For buzzer imitations I try to pick patterns which don't spin when casting. Droppers with spinning flies is just asking for problems. I have enough problems in life as it is. The corixae I use are particularly appealing and very easy to tie. The other two you know.
Perhaps the best piece of advice for improving your booby fishing is to imagine the flies in the water, give them life with your fingers. Move them a little and leave off. Continually visualise them in your mind. Personally, I find the method fascinating. I really don't get enough of it, apart from one year when an extremely mild start followed by an intense cold crunch sent all the fish to the bottom for a six week probation. Then I had it too much.
Now a very relevant point to be made: covering fish. As I am sure you are well aware, when fishing a high-density line, fish rise all around you, and then, when you change to the floater they all skulk on the bottom. The answer here is to cover them with the sinking line and fish 'the drop'. Any form of retrieve is a sure way to avoid the fish, so cover him, and roll a smoke.
There is another tactic involving buoyant flies. It is to fish them on an intermediate line, positioned as a point fly, in conjunction with a leaded fly in the middle. This is a useful method under two different circumstances. The first is when the fish require something unusual, the second, when you don't know what the hell they're doing.
The retrieve is what makes it work; every time you pull the line, the booby gets pulled down and the leaded fly up. Pause and the booby rises and the leaded fly sinks. 'A yoyo!'
I either fish this method in a highly imitative style or go completely the other way and pull out all those weird and wonderful concoctions often developed during intensely stoned periods.
This, incidentally, can be the answer to those dog-hot August days. You work it out.
To tie the corixa pattern; first you tie on the thread a little way down the hook, whereupon you tie in a strip of ethafoam. I use black mostly, but you can use white which later can be varnished and then pantoned in any colour you want.
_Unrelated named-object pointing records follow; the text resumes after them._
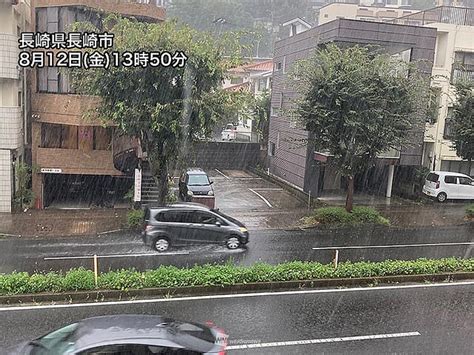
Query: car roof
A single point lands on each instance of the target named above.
(180, 205)
(449, 173)
(195, 171)
(150, 329)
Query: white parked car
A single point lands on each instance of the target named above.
(444, 185)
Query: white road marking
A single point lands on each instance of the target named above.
(224, 175)
(320, 341)
(263, 198)
(268, 189)
(112, 256)
(238, 295)
(392, 246)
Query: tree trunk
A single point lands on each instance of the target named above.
(159, 171)
(350, 193)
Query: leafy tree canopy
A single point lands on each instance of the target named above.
(167, 108)
(358, 103)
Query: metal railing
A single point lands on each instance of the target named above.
(442, 14)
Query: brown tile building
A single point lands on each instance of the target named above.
(73, 155)
(294, 162)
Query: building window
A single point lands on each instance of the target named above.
(448, 126)
(58, 136)
(102, 138)
(236, 80)
(463, 67)
(53, 80)
(271, 149)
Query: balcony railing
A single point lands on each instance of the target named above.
(442, 14)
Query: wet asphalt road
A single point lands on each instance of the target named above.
(271, 246)
(424, 319)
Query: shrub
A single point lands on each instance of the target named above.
(135, 218)
(470, 210)
(79, 279)
(338, 215)
(221, 275)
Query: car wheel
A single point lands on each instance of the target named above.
(161, 244)
(233, 242)
(441, 197)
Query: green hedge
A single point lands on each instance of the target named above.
(470, 210)
(220, 275)
(339, 216)
(135, 218)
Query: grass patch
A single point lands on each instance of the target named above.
(135, 218)
(339, 216)
(220, 275)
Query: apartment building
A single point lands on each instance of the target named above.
(298, 164)
(454, 59)
(76, 158)
(15, 17)
(374, 12)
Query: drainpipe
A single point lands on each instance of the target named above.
(391, 170)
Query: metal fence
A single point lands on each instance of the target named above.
(442, 14)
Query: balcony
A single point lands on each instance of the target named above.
(9, 57)
(10, 127)
(137, 8)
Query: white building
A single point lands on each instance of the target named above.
(14, 19)
(454, 58)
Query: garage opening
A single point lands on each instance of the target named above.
(85, 191)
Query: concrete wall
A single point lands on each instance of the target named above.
(224, 155)
(289, 160)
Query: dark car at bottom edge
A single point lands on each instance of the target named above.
(128, 335)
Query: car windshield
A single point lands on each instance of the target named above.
(198, 180)
(58, 342)
(268, 167)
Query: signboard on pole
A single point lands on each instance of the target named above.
(137, 197)
(51, 171)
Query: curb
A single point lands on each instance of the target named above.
(118, 295)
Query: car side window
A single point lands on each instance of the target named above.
(175, 217)
(204, 218)
(465, 181)
(450, 179)
(127, 349)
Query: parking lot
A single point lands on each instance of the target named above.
(256, 202)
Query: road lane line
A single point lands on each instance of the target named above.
(263, 198)
(238, 295)
(392, 246)
(224, 175)
(268, 189)
(320, 341)
(112, 256)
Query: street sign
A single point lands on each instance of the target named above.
(137, 197)
(51, 171)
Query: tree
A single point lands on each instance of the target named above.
(358, 103)
(463, 121)
(262, 114)
(166, 108)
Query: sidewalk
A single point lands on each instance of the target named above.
(55, 222)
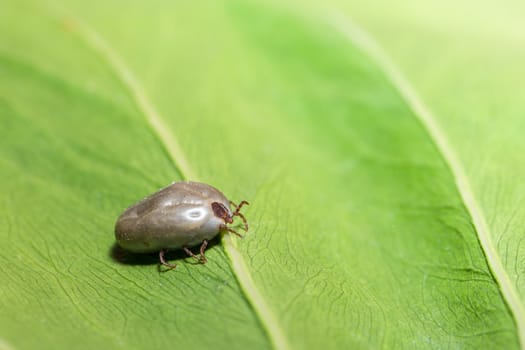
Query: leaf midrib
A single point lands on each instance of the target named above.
(240, 269)
(365, 42)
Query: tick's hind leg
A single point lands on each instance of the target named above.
(202, 258)
(164, 262)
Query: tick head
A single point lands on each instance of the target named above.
(222, 212)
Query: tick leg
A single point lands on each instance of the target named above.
(238, 207)
(190, 253)
(164, 262)
(239, 214)
(202, 258)
(226, 228)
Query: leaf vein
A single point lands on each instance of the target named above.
(368, 45)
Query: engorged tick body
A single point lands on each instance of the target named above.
(181, 215)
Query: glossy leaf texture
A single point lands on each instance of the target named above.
(360, 234)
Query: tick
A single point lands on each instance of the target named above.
(179, 216)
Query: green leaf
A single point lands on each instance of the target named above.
(385, 193)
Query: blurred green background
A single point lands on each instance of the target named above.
(380, 145)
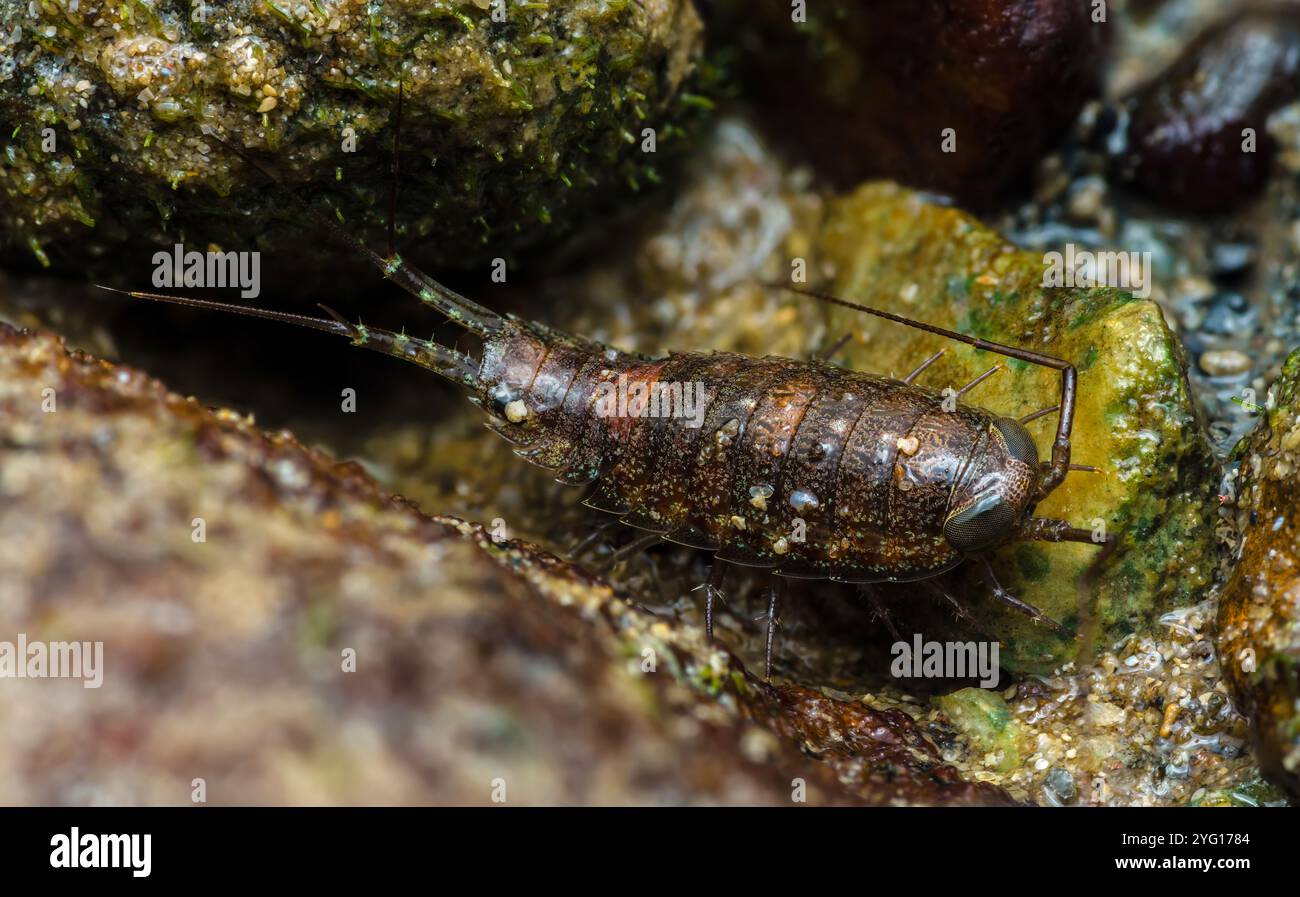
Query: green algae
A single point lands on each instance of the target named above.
(986, 720)
(1135, 420)
(514, 131)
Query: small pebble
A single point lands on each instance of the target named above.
(1225, 362)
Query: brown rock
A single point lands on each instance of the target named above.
(1260, 609)
(870, 90)
(230, 575)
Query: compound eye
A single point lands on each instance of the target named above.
(1019, 443)
(982, 525)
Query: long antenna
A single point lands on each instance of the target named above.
(429, 355)
(460, 310)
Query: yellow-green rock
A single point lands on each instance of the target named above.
(987, 723)
(1135, 419)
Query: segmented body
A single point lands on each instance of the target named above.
(862, 467)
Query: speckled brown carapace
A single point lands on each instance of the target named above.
(797, 467)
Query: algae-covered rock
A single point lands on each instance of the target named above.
(961, 96)
(276, 629)
(1260, 607)
(1156, 492)
(519, 120)
(984, 718)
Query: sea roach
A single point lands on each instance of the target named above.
(801, 468)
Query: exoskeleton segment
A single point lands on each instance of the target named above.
(796, 467)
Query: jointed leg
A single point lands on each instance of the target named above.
(879, 609)
(1069, 376)
(1012, 601)
(775, 590)
(713, 589)
(922, 367)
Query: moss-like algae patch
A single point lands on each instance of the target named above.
(1135, 419)
(512, 130)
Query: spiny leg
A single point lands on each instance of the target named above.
(775, 590)
(922, 367)
(633, 547)
(1012, 601)
(879, 609)
(979, 380)
(958, 607)
(713, 589)
(1069, 376)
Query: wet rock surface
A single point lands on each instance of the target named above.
(1197, 137)
(1260, 609)
(1148, 722)
(481, 667)
(514, 131)
(1135, 416)
(960, 96)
Work your way down to the bend pulling the foam down as you go. Add in rid, remembering that this is a buoyant pattern so wire is out and monofilament is in (my fly tying tip of the year is to give the mono a little nip with your teeth before you tie in - my dental tip of the year is to brush twice daily, floss regularly and not to use your teeth to bite tippet material). Dub some fur. Where I fish, the corixae are of a creamy yellow colour. Wind back towards the eye leaving plenty of room for head. Rib it.
Next to go in are the legs of your choice. Then pull over the foam. Tie in and cut. You have choices how you cut. You can either go for the slim attractive type, or you can go hell for leather for the big bouncy type. I like a bit of both, but there again I would.
My tying for the suspender buzzer is of course not my tying, but a tying I like to use. Simplicity and durability are the keys. Now I do know people who are using cased caddis patterns (which I don't because me thinks they looks too much like a pellet) and doing seriously well with them. They are tied with spun deer hair. Which is OK I guess. But I admit that with regards to floating fries I would much rather have an ethafoam job since (a) it doesn't get waterlogged for weeks and (b) the whole idea of a spondoolie is that it floats lower in the water and this just isn't a consideration with boobies.
Light lines, small flies
A final thought to leave you with is line ratings. For many bank anglers sunk line work is a heavy affair. Not for me. I use six weight high-density lines. Sometimes five's. The reason being is that I often find myself using boobies tied on size 16's and 18's. This demands fine leaders. No way can you fish a fine point on an 8-weight.